柳嫂是在温家看着温煦杨长大的,也知道这俩孩子早有婚约,可眼下这样子,还怎么过到一块儿去?
自从那晚温煦杨失手差点把七月掐死,两个人的关系就更恶劣了,几乎到了草木皆兵的地步。
柳嫂在家几乎是提心吊胆,只要两个人一碰上,她就马上得到跟前看着,生怕再发生上次的事。
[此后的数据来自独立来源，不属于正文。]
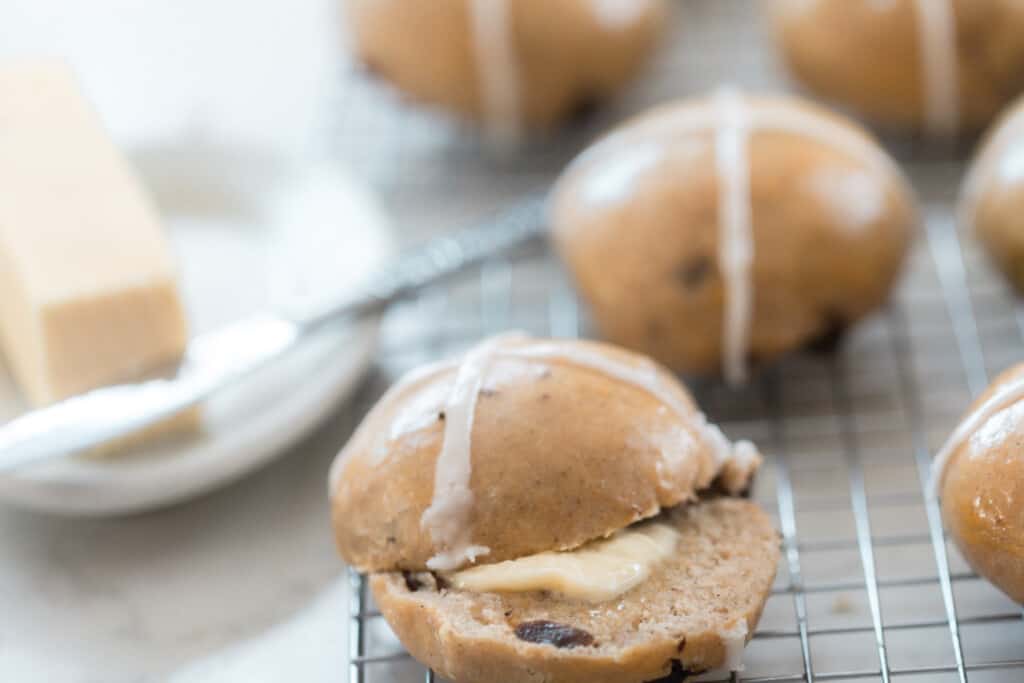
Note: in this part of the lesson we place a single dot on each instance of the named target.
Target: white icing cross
(498, 69)
(939, 65)
(448, 518)
(735, 253)
(733, 123)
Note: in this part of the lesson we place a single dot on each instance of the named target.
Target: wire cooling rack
(868, 587)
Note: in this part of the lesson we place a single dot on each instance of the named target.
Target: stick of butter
(87, 281)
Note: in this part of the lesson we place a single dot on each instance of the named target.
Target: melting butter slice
(597, 571)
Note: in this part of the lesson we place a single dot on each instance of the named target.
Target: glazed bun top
(939, 66)
(796, 215)
(512, 65)
(520, 446)
(988, 435)
(993, 191)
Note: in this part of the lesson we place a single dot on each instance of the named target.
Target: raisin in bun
(509, 63)
(992, 201)
(938, 66)
(979, 476)
(470, 478)
(723, 230)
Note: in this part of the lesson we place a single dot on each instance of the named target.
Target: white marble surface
(137, 598)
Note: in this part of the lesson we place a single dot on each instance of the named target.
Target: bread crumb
(843, 605)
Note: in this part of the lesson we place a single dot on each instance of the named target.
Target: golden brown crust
(983, 495)
(856, 54)
(566, 58)
(829, 231)
(994, 196)
(720, 580)
(561, 455)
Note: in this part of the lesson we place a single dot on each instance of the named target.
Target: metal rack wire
(868, 587)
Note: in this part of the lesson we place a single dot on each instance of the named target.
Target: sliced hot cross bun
(554, 511)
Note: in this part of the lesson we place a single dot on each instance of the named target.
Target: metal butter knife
(219, 358)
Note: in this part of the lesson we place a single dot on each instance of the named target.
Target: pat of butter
(597, 571)
(87, 281)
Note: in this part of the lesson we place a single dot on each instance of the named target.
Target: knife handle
(439, 259)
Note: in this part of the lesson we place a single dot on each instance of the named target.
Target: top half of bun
(822, 195)
(570, 440)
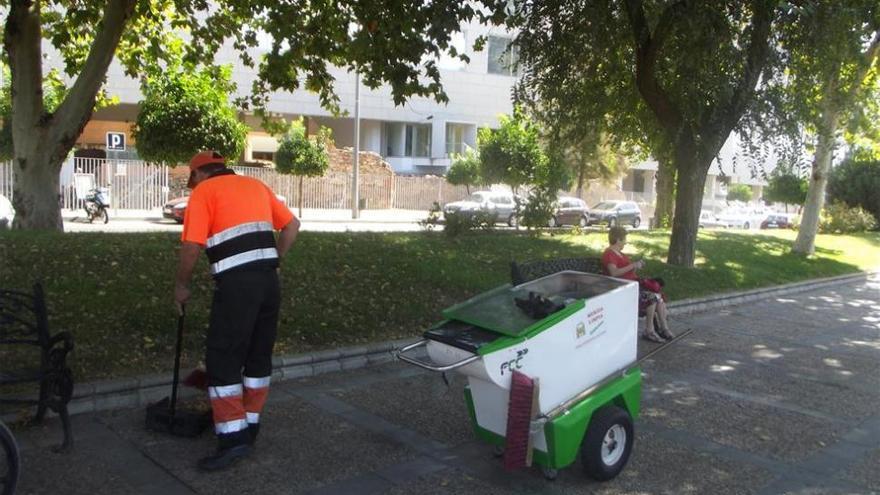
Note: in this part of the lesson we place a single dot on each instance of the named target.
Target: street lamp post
(355, 197)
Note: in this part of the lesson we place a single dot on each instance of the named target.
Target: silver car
(502, 204)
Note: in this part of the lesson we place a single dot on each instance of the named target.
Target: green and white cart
(583, 356)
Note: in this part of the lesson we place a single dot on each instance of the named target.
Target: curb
(140, 391)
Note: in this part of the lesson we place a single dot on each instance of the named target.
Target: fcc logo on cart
(515, 363)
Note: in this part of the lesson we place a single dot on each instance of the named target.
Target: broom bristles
(520, 410)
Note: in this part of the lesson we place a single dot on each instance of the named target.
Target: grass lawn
(113, 291)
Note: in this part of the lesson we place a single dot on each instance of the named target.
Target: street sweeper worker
(234, 219)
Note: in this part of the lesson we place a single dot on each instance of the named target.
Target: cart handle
(430, 366)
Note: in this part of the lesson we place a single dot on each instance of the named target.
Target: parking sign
(115, 141)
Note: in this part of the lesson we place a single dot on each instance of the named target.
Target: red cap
(203, 158)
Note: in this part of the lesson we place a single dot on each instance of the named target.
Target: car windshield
(605, 205)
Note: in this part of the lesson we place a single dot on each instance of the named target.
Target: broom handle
(177, 360)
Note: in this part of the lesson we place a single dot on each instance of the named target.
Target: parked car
(176, 208)
(569, 211)
(616, 213)
(708, 220)
(503, 204)
(744, 217)
(777, 221)
(6, 213)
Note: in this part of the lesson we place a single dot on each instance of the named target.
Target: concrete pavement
(779, 396)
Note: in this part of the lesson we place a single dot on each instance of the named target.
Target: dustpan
(165, 416)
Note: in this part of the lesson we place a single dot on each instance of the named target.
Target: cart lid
(495, 310)
(462, 335)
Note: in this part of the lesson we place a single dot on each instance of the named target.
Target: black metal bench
(24, 323)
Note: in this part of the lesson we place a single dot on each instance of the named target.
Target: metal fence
(140, 186)
(133, 184)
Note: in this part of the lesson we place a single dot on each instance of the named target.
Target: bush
(838, 218)
(434, 215)
(458, 223)
(856, 183)
(538, 210)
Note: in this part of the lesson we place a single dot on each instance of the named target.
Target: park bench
(24, 326)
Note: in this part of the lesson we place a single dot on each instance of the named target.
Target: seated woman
(617, 264)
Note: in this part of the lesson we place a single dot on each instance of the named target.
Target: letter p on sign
(115, 141)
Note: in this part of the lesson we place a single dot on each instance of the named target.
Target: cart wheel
(608, 443)
(550, 474)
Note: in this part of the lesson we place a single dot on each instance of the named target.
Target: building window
(456, 139)
(407, 139)
(502, 60)
(268, 156)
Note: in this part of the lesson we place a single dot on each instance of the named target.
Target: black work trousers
(244, 324)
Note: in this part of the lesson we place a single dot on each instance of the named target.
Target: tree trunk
(663, 211)
(35, 192)
(580, 189)
(299, 198)
(41, 140)
(688, 201)
(806, 240)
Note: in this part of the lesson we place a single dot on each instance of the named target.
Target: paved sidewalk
(771, 397)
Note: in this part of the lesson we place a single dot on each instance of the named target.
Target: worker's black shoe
(225, 458)
(253, 430)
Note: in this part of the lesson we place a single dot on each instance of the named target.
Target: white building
(416, 138)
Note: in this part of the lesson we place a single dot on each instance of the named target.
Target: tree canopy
(185, 111)
(785, 186)
(673, 77)
(465, 170)
(830, 52)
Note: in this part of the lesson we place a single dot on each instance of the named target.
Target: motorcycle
(96, 204)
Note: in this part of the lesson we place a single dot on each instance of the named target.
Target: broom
(521, 408)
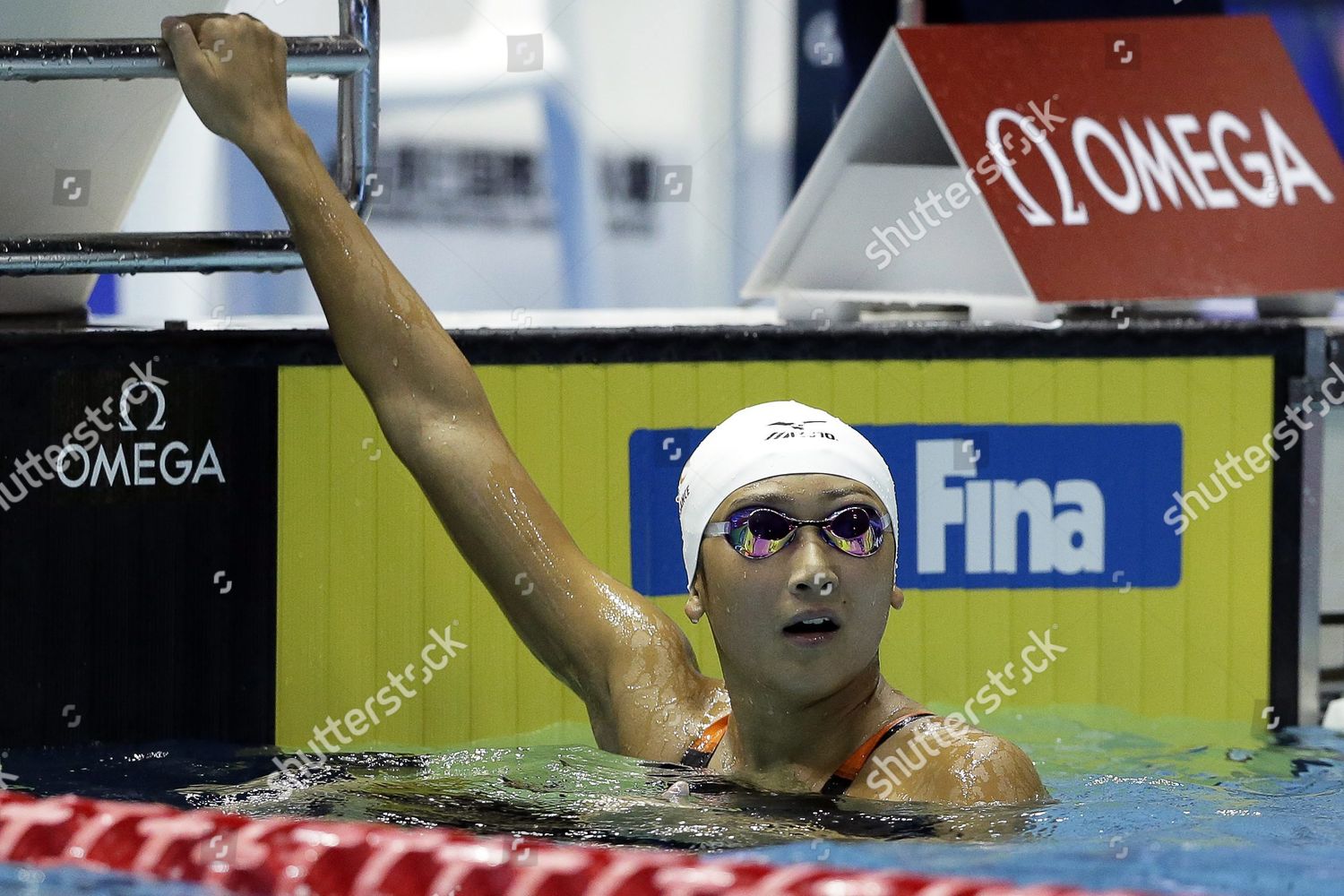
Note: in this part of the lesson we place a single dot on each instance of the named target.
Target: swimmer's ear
(694, 608)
温煦杨却变得更阴沉寡言了,一个连句话都不说的人,要吵起来也的确很难。
就这样连着冷战了几天,离七月七号是越来越近了,梅园却来了位意料之外的客人。
柳嫂在园子里看到温家的车子,笑着回头对七月说:“一定是大太太来看望您了。”
谁知道司机拉开车门,走下来的却不是温茹,而是温梓言。
温煦杨经过客厅,看到不请自来的温梓言,也皱了皱眉:“你怎么跑来了?”
温梓言还是那副娇纵脾气:“怎么,我不能来吗?”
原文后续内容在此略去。